7Apresentado sob distintos recortes e perspectivas nos artigos deste dossiê, o Oeste Metropolitano do Rio de Janeiro carecia de tratamento similar aos espaços luminosos do núcleo metropolitano. A então periferia da periferia vem, pouco a pouco, adquirindo luz própria, principalmente com a inserção de grandes projetos de investimentos, como a expansão do Porto de Itaguaí e a implantação do Arco Metropolitano, que, ao cruzar municípios e localidades dispersas e fragmentadas, não apenas amplia os pontos de conexão e visibilidade, mas representa um valioso filão na cadeia econômico-produtiva global. Tal luminosidade vem, entretanto, carregada do estigma de espaço periférico, de depósito ou despejo dos elementos indesejados no núcleo historicamente privilegiado. Seu caráter é o da extração, da exploração, do suprimento de recursos naturais e mão-de-obra barata, sem considerar os impactos sócio-espaciais. A zona prioritária de instalação industrial concorre com os produtores de alimentos que tecem suas redes de resistência e sofrimento; se alinham aos insurgentes que sonham o território venturoso, saudável, próspero, pois conhecem seus caminhos, suas fontes e suas muitas potências.

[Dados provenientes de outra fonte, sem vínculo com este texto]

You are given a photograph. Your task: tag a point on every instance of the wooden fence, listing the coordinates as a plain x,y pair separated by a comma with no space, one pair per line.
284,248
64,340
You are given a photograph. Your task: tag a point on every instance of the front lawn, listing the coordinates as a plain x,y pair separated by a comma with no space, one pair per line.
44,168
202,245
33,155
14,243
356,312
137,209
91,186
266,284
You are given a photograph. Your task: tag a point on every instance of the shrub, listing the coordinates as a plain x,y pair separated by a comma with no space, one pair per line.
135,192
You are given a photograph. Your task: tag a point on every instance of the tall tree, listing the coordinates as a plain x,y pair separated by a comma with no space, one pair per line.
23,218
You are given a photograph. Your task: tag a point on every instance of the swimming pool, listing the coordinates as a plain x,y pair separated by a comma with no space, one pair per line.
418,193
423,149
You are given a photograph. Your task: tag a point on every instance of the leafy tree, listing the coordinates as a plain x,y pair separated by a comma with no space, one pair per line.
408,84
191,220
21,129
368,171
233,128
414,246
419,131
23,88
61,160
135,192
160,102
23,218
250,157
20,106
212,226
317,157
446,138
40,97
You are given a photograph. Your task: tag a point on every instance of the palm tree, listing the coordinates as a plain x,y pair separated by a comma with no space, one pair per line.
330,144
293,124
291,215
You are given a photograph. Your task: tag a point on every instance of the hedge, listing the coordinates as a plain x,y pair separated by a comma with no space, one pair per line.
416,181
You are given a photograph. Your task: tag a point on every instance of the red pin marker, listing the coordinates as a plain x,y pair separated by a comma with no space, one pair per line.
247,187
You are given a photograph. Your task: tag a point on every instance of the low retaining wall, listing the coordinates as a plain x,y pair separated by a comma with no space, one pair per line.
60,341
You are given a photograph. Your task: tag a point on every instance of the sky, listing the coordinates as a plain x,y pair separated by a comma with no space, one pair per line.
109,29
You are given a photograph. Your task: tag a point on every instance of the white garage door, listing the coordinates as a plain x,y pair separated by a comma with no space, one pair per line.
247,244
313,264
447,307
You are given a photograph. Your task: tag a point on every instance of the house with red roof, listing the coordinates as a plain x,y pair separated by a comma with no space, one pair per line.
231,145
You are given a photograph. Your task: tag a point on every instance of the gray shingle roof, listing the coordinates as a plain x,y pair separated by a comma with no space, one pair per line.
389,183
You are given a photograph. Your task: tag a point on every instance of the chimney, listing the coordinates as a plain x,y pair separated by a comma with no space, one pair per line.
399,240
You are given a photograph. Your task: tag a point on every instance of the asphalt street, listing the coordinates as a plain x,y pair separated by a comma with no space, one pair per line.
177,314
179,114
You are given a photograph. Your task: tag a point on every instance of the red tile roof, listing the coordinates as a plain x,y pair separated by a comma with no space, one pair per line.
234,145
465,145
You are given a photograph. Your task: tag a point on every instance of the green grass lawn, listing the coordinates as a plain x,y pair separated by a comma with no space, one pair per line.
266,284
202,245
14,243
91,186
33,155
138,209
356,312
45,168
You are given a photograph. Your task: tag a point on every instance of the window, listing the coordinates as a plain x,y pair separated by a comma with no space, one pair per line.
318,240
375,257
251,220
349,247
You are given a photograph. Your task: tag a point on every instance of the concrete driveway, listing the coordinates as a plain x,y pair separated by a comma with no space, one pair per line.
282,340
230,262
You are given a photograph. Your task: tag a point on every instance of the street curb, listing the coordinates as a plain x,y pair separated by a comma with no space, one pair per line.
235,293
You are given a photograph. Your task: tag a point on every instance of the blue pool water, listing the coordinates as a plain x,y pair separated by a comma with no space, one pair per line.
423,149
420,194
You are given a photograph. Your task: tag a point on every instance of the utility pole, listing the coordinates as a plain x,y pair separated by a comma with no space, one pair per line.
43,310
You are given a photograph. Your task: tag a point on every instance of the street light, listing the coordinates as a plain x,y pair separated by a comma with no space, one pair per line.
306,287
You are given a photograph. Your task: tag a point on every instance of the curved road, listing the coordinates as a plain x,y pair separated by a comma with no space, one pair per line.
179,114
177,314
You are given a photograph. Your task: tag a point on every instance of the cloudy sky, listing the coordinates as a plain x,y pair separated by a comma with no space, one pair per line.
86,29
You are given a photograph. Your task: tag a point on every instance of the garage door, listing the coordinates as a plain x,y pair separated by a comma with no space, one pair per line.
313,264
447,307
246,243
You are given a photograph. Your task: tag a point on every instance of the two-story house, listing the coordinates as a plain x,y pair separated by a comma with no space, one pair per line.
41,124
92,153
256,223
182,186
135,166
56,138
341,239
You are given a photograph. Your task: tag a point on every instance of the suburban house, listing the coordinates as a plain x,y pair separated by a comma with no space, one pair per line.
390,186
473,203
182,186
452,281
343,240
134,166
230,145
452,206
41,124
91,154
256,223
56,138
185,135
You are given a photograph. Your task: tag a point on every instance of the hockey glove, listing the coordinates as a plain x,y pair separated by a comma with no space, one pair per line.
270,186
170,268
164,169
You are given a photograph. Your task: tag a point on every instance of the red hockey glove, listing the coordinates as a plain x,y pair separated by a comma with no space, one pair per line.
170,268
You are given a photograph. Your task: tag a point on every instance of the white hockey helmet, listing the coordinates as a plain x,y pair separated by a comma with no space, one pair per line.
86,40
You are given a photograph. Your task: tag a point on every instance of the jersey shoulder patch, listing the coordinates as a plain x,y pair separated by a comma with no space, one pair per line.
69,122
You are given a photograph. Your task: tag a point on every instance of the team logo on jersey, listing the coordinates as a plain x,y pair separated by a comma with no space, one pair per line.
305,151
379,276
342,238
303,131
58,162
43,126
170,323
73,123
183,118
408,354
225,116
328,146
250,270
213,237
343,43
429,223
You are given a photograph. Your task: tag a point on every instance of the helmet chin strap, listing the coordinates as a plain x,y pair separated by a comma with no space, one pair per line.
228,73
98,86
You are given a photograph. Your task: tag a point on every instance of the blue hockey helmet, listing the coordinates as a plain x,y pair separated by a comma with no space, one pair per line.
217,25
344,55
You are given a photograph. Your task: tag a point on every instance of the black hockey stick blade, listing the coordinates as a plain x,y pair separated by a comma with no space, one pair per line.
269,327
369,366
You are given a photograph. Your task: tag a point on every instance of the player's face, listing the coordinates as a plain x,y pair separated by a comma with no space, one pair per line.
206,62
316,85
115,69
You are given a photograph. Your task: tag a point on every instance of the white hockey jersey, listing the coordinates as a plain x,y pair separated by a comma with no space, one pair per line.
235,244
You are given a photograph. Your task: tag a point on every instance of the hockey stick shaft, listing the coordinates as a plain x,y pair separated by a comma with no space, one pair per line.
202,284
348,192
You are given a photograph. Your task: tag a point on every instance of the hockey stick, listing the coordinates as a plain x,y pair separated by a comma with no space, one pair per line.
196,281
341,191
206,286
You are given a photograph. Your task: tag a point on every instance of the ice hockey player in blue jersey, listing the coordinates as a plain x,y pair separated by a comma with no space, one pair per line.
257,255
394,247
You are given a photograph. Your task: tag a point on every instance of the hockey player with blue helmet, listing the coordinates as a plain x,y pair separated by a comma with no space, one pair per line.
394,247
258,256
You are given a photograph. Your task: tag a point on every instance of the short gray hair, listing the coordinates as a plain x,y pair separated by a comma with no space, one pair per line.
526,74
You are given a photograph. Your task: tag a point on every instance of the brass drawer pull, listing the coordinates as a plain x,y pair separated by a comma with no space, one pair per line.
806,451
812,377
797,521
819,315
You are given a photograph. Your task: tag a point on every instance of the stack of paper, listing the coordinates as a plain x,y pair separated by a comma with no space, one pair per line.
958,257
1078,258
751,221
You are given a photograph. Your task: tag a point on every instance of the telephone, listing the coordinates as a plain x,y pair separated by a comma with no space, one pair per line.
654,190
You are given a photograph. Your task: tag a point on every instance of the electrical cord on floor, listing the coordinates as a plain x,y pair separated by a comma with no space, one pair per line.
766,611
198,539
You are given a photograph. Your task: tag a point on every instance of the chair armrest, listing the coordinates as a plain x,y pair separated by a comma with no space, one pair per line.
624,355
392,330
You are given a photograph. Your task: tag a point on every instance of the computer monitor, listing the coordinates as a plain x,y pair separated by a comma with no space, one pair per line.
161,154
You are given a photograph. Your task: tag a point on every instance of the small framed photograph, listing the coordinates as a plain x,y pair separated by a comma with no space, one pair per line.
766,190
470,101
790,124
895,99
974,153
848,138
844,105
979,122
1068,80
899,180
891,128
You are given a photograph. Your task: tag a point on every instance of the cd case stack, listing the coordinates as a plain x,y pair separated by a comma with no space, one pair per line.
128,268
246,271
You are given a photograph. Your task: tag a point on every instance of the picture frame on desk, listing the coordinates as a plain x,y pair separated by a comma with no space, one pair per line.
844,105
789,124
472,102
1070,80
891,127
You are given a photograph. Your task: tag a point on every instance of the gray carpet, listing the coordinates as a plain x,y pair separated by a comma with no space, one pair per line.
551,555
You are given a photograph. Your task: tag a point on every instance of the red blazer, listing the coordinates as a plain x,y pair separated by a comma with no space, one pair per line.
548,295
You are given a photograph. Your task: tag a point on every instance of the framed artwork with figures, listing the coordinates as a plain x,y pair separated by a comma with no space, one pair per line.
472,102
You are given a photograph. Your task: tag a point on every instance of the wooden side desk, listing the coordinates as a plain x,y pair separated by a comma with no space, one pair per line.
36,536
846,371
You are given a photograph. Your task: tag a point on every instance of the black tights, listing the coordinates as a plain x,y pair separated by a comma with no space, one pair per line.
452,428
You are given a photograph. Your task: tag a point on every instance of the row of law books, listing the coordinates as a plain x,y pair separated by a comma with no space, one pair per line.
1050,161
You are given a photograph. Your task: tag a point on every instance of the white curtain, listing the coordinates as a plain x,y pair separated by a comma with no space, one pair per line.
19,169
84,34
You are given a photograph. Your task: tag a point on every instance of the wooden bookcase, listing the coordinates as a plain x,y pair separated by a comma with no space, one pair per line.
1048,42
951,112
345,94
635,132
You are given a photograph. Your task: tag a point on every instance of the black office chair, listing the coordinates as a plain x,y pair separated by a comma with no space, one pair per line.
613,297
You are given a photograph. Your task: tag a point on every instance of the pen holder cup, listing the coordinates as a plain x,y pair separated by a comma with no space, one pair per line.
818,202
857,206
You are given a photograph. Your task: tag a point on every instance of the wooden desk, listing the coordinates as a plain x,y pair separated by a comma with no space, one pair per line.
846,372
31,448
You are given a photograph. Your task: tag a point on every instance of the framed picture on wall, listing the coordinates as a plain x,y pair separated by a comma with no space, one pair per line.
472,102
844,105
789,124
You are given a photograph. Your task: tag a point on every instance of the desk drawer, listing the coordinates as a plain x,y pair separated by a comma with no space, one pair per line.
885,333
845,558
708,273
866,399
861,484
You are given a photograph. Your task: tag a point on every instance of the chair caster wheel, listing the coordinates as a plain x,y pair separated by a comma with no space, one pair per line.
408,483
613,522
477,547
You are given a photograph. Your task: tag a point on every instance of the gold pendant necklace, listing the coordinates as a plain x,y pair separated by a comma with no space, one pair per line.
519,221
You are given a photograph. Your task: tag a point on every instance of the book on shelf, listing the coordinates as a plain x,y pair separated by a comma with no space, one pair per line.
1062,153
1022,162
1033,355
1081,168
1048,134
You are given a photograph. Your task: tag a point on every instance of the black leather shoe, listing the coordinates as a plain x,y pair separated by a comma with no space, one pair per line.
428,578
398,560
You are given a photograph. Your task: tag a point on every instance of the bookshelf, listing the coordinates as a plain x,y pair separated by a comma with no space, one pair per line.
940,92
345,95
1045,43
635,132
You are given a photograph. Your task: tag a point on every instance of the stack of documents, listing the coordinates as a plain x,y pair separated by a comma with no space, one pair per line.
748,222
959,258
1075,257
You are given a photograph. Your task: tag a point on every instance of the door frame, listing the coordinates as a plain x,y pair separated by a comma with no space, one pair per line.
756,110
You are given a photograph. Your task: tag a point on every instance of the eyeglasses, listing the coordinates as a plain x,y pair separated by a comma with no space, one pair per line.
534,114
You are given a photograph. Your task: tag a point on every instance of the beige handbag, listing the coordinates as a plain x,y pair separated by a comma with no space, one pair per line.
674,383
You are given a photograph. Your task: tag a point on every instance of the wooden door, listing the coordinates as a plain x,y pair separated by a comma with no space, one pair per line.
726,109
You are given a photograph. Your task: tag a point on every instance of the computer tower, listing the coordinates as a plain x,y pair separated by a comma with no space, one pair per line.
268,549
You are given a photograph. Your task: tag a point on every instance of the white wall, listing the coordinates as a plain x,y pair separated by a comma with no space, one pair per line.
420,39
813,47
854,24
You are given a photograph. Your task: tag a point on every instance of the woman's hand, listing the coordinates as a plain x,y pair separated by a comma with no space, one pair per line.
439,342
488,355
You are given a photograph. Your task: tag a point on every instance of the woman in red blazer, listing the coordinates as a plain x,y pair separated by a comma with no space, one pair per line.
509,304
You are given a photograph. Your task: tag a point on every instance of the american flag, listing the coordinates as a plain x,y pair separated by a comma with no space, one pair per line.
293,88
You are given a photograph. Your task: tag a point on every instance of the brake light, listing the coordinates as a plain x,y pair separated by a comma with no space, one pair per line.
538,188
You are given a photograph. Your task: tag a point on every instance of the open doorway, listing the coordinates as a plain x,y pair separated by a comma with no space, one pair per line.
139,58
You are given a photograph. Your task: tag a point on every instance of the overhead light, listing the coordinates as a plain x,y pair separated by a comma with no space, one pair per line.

8O movimento irrequieto do social é, entretanto, estancado a cada passo; a marcha coletiva e voluntária interrompe-se, pelo medo, pela violência, pela brutalidade dos empreendimentos globais e mais fortes que os sonhos rebeldes. Quanto se torna notícia na mídia falada, escrita ou televisionada, ou nas redes sociais, o trágico, o fatídico, o sinistro, o brutal e a injustiça definem a linguagem jornalística. Ou seja, como verdadeiras zonas de sacrifício, os espaços do Oeste Metropolitano se tornam vítimas do progresso e da expansão da metrópole, com prejuízos ao meio ambiente, desinvestimento e usos do solo indesejáveis e atividades econômicas geradoras de impactos socioambientais os mais diversos, próximos a lugares habitados por populações desguarnecidas da proteção oficial do Estado, que favorece o capital e se alia à ação violenta de grupos paramilitares e do crime organizado. As histórias e registros oficiais ainda não dão conta da importância regional, das riquezas e potencialidades, das pré-existências, das territorialidades pujantes, dos movimentos sociais cujos gritos e desejos estão contidos em seus cantos e escondidos em seus recantos.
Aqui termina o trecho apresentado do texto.